# What do you think?



## Slingshot28 (Feb 15, 2021)

So I was reading trying to figure out if I could could do pest control in my yard for these birds but this is what I found. Do you think this means I can use my slingshot for pest control? Also I was looking at the requirements for the2020-2021 Hunting and Trapping Digest 2020-2021 hunter digest for my state and it said nothing about slingshot.

Do It Yourself |


European starlings are an introduced species to the United States and are not protected by the Migratory Bird Treaty Act or the Illinois Wildlife Code. A permit is not needed to remove European starlings, their nests, or their young. However, the removal technique must not pose a threat to native bird species.(European Starling |) legal status

*Legal Status*

Since the house sparrow was introduced to the United States and is not native to Illinois, it is not legally protected by the Migratory Bird Treaty Act or the state Wildlife Code. A permit is not needed to remove house sparrows, their nests, or their young. However, the removal technique must not pose a threat to native bird species.(House Sparrow |)

*Legal Status*

Pigeons are an introduced species in North America and are not protected by the Migratory Bird Treaty Act or the Illinois Wildlife Code. A permit is not needed to remove pigeons, their nests, or their young. However, the removal technique used to remove the pigeons must not pose a threat to native bird species that may be nearby.(Pigeon |)

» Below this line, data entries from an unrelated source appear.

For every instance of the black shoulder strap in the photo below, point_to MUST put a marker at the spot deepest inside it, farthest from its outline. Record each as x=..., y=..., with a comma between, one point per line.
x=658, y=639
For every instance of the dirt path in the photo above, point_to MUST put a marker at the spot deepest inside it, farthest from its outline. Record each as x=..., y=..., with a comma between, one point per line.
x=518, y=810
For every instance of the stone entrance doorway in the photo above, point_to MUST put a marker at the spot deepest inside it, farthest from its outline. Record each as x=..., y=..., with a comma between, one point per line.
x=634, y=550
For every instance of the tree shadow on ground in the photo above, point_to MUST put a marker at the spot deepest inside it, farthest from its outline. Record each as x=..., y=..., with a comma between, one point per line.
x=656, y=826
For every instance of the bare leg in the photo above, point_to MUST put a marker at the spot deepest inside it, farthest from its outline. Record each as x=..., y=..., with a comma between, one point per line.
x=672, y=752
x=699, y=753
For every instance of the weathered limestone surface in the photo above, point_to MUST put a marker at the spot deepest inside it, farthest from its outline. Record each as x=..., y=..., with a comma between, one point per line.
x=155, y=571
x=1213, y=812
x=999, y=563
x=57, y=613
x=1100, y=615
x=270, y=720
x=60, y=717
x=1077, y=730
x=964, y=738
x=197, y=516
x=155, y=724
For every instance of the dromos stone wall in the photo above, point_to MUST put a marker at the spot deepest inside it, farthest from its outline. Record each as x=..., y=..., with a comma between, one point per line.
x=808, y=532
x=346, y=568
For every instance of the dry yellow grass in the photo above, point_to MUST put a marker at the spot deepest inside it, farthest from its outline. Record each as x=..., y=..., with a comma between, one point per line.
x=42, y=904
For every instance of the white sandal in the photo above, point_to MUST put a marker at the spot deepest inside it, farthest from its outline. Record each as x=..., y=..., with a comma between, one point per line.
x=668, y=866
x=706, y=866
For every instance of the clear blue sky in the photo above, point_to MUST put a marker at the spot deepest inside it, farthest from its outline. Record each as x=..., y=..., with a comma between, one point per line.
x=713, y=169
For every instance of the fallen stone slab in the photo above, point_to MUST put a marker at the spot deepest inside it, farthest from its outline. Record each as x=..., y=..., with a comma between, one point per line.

Thanks for the help, Slingshot28


----------



## David D (Oct 20, 2020)

I don't want to offend any hunters here but I will state my opinion and try not to be offensive. Maybe you can scare the birds off using your slingshot instead of killing them. Wild bird populations have dropped 75% in the last 25 years due to many factors so I don't think slingshotters should be targeting non-game birds. Even if they are not native they have been here along time and are now part of the landscape and we need them. Starlings are annoying and pigeons can be messy, and house sparrows are common but they are all wildlife and we are losing alot of that around the world. Using the slingshot scare the crap out of them repeatedly and maybe they won't return.


----------



## Slingshot28 (Feb 15, 2021)

Thank You for your opinion, I personally do not take offense to that.


----------



## SonoftheRepublic (Jul 3, 2011)

Wow! 60 pages of regulations. That's a lot to 'wade' through!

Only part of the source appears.